I think of Iniki. Troubled times, and how we all came together…visitors, too, some of them…as a family and worked towards restoration. I think these times are gone.
Today the island is a third world country. Treated with much indifference and malignancies by the rich. The powerful. The greedy. The military And a most fragile industry, the tourist industry. Today we are a hard hit, rapidly disappearing middle class, with a steadily increasing number of unhappy islanders.
How dare I express this?
Because it’s true. We live at the end of a long line of destructive influences. Some people, mostly newcomers, question why we didn’t protest over-development. We did! But the big land holders, the rich and the greedy and their bought off political cronies, held all the cards. Look at the mess they’ve created on the highways. None of us can afford the million dollar needed to build more roads.
All of us on this island, rich and poor, brown, black, yellow and white, young and old will be catastrophically impacted by this ignored insult left unanswered. This monstrosity is always in the headlines.
We all have to transport ourselves to somewhere. Some people must commute.

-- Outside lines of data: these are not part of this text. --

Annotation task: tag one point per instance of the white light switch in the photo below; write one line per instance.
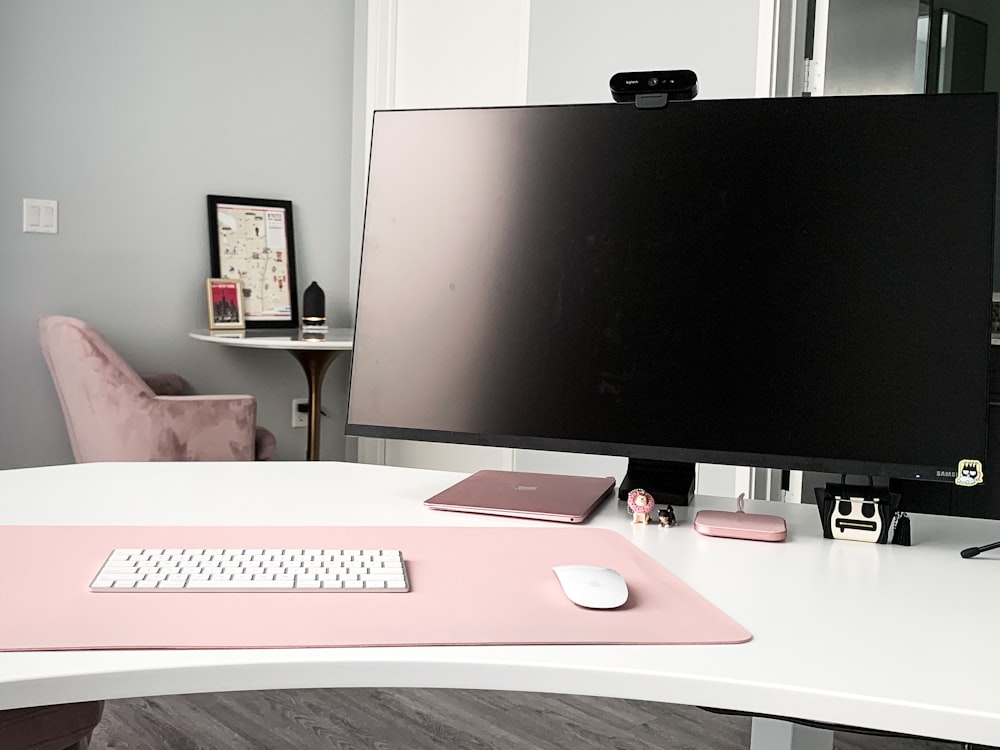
(41, 216)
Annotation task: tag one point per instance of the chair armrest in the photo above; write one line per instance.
(166, 384)
(204, 428)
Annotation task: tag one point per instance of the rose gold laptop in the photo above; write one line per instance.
(543, 497)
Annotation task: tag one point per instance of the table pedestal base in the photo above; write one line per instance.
(315, 363)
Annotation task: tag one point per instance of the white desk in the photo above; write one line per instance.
(893, 638)
(314, 354)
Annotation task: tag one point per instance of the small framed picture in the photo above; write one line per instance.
(225, 303)
(253, 240)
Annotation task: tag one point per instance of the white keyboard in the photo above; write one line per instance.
(242, 570)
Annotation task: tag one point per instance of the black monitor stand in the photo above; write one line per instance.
(669, 482)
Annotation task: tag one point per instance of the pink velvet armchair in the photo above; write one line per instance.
(113, 414)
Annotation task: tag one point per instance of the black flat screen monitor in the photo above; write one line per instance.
(790, 283)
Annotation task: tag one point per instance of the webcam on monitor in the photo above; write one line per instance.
(654, 88)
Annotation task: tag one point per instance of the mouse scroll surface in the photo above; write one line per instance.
(592, 586)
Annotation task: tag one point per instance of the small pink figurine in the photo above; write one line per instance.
(640, 505)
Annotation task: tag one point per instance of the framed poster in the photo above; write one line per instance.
(225, 303)
(252, 241)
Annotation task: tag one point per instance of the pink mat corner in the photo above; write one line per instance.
(469, 586)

And you can’t even write that expense off your taxes. Buy a car, buy some gas, some oil, tires, batteries–whatever–go broke in the process. Working people have to get to jobs so they can pay for the commute. They have no choice. The rush to work, the rush home, causing road jams that just won’t quit. We have constant, disgusting, frustrating traffic jams. Bumper to bumper fore and aft. Any hour. Any day. Coming or going. Where or why. To satellites overhead we must look like ants on a senseless journey to and fro.
Add to that visitors who fly in and rent a car. Off to their destination. Off to see the sights. Which they can’t see, they’re driving so fast. Or grumped miserably in a lump of exhaust that takes the breath away.
Then we have locals who love their cars, trucks–four-wheeled noise makers–like Americans, a few years, back loved their horses. “I’ll die before I’ll let you take these reins from my hand.”
Horses were prettier, but history repeats itself. Such a bother. Such a bore.